'May I read it?' said Jane.
'Yes, if you will,' he replied.
Afterwards they could tell every word of the unfinished letter by heart; but at the first reading the words seemed merely to puzzle Jane Erskine, and conveyed very little sense to her.
'When you get this letter I shall be dead,' wrote the woman who had meant to live for many years, 'and before I die I think there is something which I had better tell you. I am not haunted by remorse nor indulging in a deathbed repentance, and I shall merely ask you not to hate me more than you can help when you have finished reading this letter. You must often have heard of your elder brother who died when I was in Spain, the year after your father's death. He did not die——'
'There must be something more,' said Jane. She turned the page this way and that, as though to read some writing not decipherable by other eyes.
'I 've looked everywhere,' said Peter; 'there 's nothing more. Besides, you see, she stops in the middle of a sheet of notepaper. Why should she have written anything else on another piece?'
They read the letter again together, scanning the words line by line.

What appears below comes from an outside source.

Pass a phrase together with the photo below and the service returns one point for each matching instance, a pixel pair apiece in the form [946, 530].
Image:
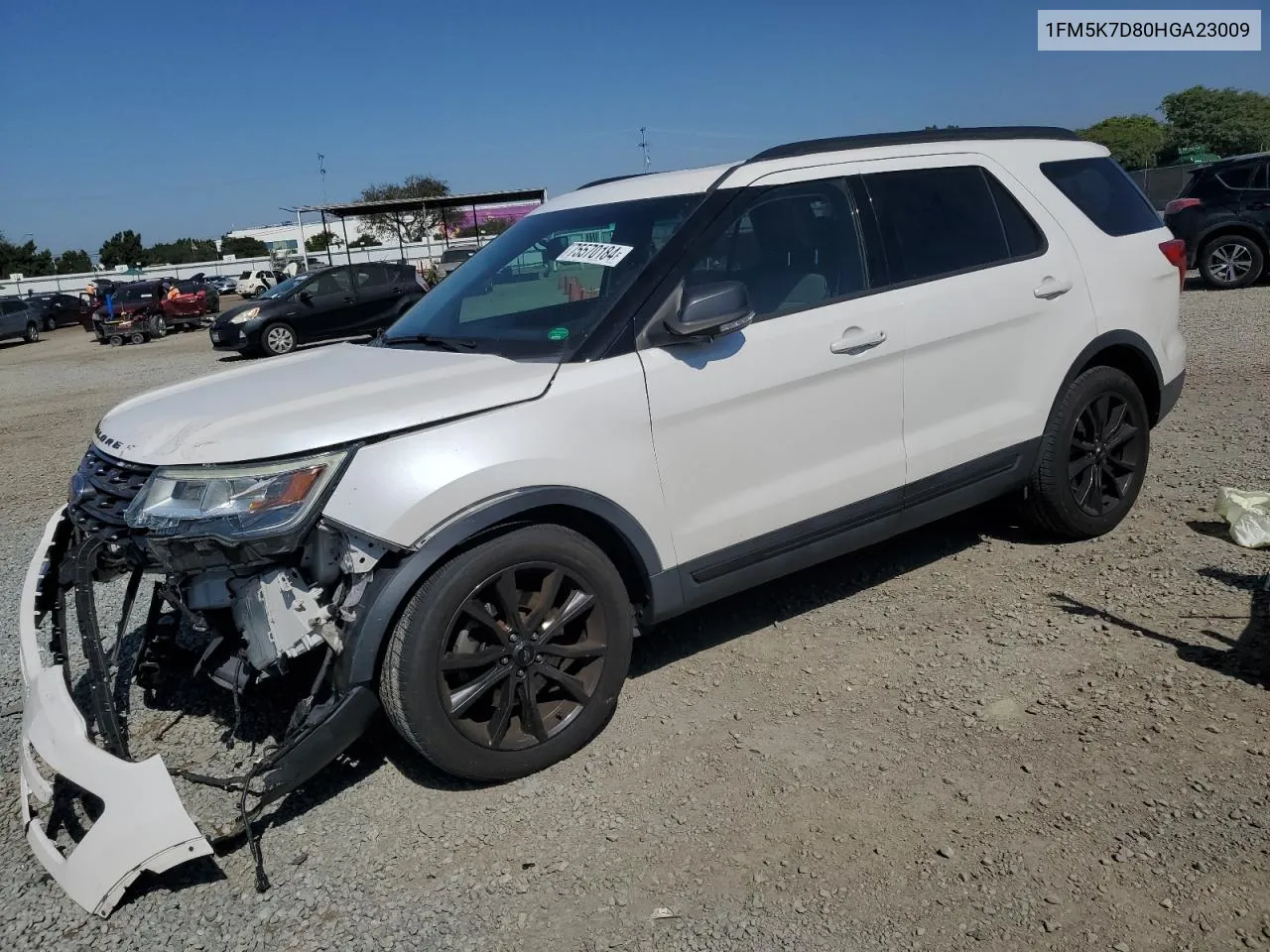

'What can it mean?' she said at last.
'I have evidently got an elder brother,' said Peter briefly, 'to whom everything belongs. Most people remember that my mother took a curious antipathy to the other little chap when I was born. I can't make it out in any possible way—no one can, of course. But it seems pretty plain that no will can be proved, nor can I touch anything, until my brother is known to be either dead or alive.'
'What can we do?' said Jane. Their two hands were locked together, and the trouble was the trouble of both.